As I mentioned in my
earlier post, I will try to share some useful tips and tricks on improving reverse engineering experience whenever possible. For today, I would like to start by pointing the readers to a post made by Cody Pierce on TippingPoint's website over a year ago:
http://dvlabs.tippingpoint.com/blog/2008/10/09/mindshare-first-things-firstIn that post he discussed about the top down approach taken by them when analyzing binaries. Even though the post is more towards finding vulnerabilities, the same approach could also be applied when analyzing malicious samples. Anyway, this is the part of the post which we will be discussing today:
"With that said, one of the first things we do is look at the most cross referenced functions. By doing so, our efforts will always help future endeavors. Let's say we have a function that is called 4000 times throughout the binary. If we identify that it is a memory allocation routine, we have just made those other 4000 functions that much easier to understand. These common functions are the building blocks for more complex code we may encounter later."
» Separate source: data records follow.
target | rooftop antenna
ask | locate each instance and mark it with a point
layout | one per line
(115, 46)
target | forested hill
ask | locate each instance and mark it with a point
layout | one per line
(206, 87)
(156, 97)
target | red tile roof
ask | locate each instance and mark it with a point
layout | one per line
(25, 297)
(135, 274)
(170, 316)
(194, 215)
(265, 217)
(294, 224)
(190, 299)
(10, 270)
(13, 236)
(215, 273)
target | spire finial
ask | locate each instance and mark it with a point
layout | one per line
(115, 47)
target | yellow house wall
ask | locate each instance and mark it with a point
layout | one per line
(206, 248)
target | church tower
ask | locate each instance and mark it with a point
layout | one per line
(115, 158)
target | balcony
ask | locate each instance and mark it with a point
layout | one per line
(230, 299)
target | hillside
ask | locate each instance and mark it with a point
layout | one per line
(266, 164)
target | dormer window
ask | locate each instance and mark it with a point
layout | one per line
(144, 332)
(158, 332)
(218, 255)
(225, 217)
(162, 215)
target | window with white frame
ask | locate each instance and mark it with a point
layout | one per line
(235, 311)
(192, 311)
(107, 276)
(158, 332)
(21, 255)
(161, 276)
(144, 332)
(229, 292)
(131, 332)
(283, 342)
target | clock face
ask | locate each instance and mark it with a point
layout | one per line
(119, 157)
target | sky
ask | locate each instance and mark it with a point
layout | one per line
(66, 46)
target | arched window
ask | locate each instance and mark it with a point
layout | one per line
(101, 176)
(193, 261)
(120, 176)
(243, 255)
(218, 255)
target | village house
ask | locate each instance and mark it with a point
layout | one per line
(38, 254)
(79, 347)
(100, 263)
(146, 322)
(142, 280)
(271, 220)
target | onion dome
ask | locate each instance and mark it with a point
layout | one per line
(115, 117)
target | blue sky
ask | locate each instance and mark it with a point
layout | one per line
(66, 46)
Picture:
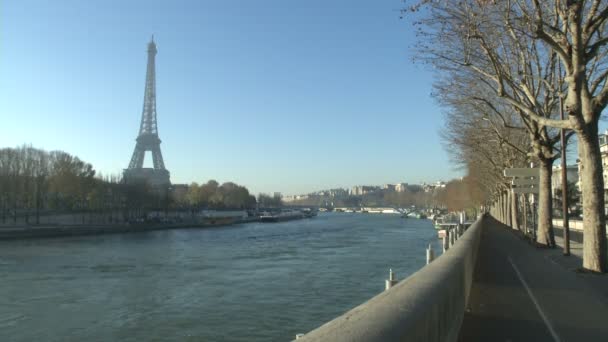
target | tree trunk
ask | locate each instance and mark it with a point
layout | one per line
(508, 208)
(594, 217)
(505, 208)
(545, 233)
(514, 208)
(525, 211)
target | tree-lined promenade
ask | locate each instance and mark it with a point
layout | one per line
(506, 70)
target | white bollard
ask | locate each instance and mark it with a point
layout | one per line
(429, 254)
(391, 281)
(451, 237)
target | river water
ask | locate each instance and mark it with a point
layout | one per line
(252, 282)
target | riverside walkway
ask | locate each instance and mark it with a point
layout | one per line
(524, 293)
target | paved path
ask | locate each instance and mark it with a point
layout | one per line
(521, 293)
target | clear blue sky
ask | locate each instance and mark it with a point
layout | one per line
(280, 95)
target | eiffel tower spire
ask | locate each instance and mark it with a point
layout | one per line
(148, 139)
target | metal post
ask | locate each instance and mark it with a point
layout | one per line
(565, 219)
(391, 281)
(429, 254)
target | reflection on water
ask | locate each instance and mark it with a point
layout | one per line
(255, 282)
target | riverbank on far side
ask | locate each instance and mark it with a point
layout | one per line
(49, 231)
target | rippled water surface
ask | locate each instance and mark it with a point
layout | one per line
(253, 282)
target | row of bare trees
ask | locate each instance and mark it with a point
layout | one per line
(215, 196)
(504, 69)
(35, 182)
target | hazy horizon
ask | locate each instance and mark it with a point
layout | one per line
(285, 97)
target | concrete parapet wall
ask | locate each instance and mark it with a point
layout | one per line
(427, 306)
(572, 224)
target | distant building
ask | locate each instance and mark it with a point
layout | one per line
(556, 179)
(401, 187)
(388, 187)
(359, 190)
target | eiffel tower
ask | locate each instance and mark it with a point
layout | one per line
(148, 139)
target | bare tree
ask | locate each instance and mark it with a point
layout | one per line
(513, 47)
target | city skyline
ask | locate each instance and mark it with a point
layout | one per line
(304, 108)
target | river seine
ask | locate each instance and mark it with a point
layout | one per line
(252, 282)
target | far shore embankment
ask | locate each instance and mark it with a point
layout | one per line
(63, 230)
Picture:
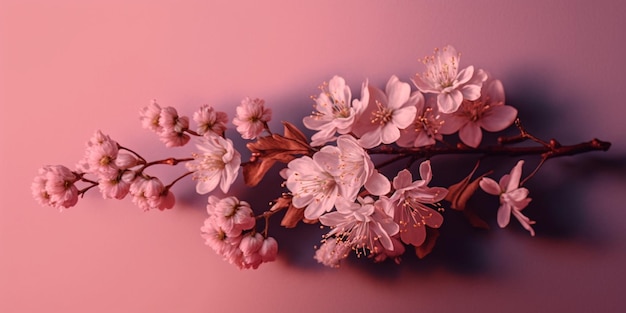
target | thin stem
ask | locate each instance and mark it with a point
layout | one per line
(543, 160)
(177, 179)
(141, 159)
(527, 135)
(84, 190)
(550, 151)
(168, 161)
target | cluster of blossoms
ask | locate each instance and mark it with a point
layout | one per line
(331, 179)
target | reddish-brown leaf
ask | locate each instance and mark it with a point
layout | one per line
(292, 132)
(292, 217)
(427, 247)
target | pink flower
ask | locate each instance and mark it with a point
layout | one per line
(54, 186)
(442, 77)
(100, 156)
(487, 112)
(150, 116)
(173, 127)
(425, 130)
(252, 117)
(335, 112)
(210, 121)
(387, 112)
(149, 193)
(353, 168)
(232, 215)
(220, 241)
(312, 186)
(411, 198)
(332, 251)
(217, 164)
(116, 187)
(361, 225)
(268, 250)
(513, 198)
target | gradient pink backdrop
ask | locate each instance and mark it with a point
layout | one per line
(68, 68)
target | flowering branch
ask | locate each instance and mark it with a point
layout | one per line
(330, 179)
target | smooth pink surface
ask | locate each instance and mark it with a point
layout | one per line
(68, 68)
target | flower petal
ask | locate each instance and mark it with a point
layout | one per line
(397, 92)
(389, 133)
(404, 117)
(449, 102)
(465, 75)
(378, 184)
(426, 172)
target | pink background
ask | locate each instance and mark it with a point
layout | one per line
(68, 68)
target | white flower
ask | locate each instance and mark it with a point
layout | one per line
(443, 78)
(353, 168)
(218, 163)
(425, 130)
(335, 111)
(487, 112)
(411, 197)
(361, 225)
(252, 117)
(387, 112)
(513, 198)
(209, 121)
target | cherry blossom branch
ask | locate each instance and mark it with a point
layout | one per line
(168, 161)
(177, 179)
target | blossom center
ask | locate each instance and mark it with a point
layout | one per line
(428, 123)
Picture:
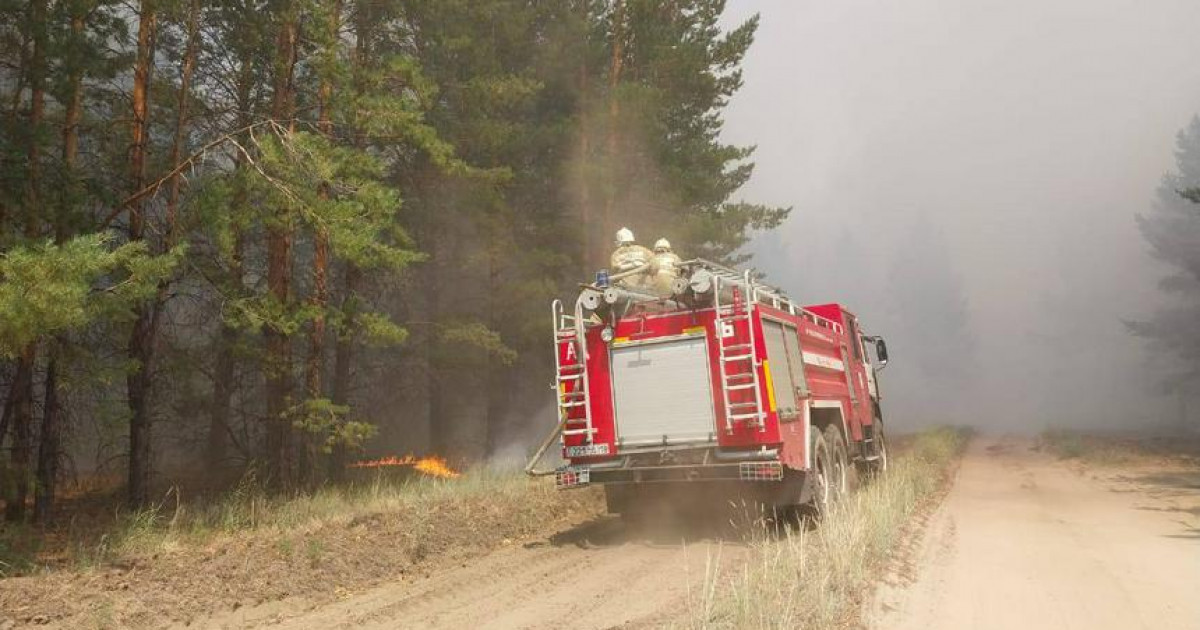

This is very true especially to new analysts as I still remember how I was struggling the first time I analyzed a live sample, not knowing where to start analyzing wasn't a fun experience to me. Another interesting post is made by Dion with the subject "Differential Reversing" which was posted on his website not too long ago. You can find the link below:
http://dion.t-rexin.org/notes/2009/09/29/differential-reversing/But we will leave that for future discussion.
The ability to cross reference function calls is one of the great features being offered by
IDA Pro, It's really helpful to analysts especially when it comes to deciding which functions should be prioritized for analysis. Combine this with differential analysis, it becomes even more powerful to help analysts do their work faster.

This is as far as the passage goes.